I was too ashamed of the actual reason that I was doing community
service to tell the nice lady at the library why I needed to do some
work for six hours and then have her sign me a note. I told her it
was for a scout project and that I wanted to help out. The library
had moved from the old city building on main street up to an
abandoned wing of what we called the 'old school' . I was a building
that had been deemed too dangerous for the kiddies so they put the
library and the old folks in there instead. The library had just been
put in boxes waiting to have the 12 years of neglect cleaned out of
the old building and then to be re-shelved. I was going to serve my
dad mandated duty on a day when the part time librarian was stacking
the books onto the shelves of the old school library. She lined me
out with some apple boxes full of books that probably had never been
read in the old library and would probably go unread in this one and
told me to stack them in alphabetical order. As with any task I
undertake I am commuted to doing it as fast and as efficiently as
possible as a matter of personality defect, perhaps it is my German
heritage. I started systematically laying out the shelves with
letters and then placing the books in each as quickly as I could. I
had made the classic amateur librarian mistake of giving each letter
a shelf when there are very few books that start with 'Q' and 'Z'.
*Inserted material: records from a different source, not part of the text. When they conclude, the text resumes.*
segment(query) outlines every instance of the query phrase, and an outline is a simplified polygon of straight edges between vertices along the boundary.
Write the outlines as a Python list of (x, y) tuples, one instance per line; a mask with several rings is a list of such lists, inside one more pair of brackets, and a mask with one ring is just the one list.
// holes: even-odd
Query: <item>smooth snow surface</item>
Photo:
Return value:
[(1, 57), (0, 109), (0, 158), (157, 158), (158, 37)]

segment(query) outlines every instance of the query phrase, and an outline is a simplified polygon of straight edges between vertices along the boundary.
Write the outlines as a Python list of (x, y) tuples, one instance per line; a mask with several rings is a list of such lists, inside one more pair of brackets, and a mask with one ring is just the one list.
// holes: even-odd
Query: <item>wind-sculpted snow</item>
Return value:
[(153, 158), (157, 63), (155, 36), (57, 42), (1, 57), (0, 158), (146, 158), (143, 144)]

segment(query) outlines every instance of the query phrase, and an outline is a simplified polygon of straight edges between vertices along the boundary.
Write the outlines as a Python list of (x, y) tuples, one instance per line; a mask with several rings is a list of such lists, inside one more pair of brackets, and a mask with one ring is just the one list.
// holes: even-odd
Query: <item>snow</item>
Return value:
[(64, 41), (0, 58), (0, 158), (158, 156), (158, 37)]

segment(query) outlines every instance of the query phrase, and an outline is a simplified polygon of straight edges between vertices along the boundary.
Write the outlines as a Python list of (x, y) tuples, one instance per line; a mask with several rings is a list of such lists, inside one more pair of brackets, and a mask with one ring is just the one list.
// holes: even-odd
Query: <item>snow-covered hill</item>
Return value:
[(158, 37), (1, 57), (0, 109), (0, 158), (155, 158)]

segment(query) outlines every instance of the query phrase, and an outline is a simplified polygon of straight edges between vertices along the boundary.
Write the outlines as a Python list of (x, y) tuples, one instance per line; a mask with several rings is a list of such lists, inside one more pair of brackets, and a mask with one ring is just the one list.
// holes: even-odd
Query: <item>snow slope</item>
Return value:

After a few systemic shifts I was really tearing through the books at
a tremendous rate, I was trying to stack a box every ten minutes and
I was getting really close. Our part time librarian was getting a
little nervous that my pace to too rapid to be properly sorting the
books so she told me to stop for a bit while she checked to make sure
I was not just slopping them up. I was offended. I had a system and I
was wicked good at putting books where they went. She scrutinized for
a long couple of minutes and could find no defect in my work but
admonished me to go slow, be careful and do it right. I was so
irritated that she would tell me to slow down when I was doing it
right at warp speed that I did no more meaningful work for the rest
of the day until my six hours was up. She gave me a signed note
skeptically and I was off to buy my freedom with a scrap of paper
from a lady who preferred slow correct work to fast.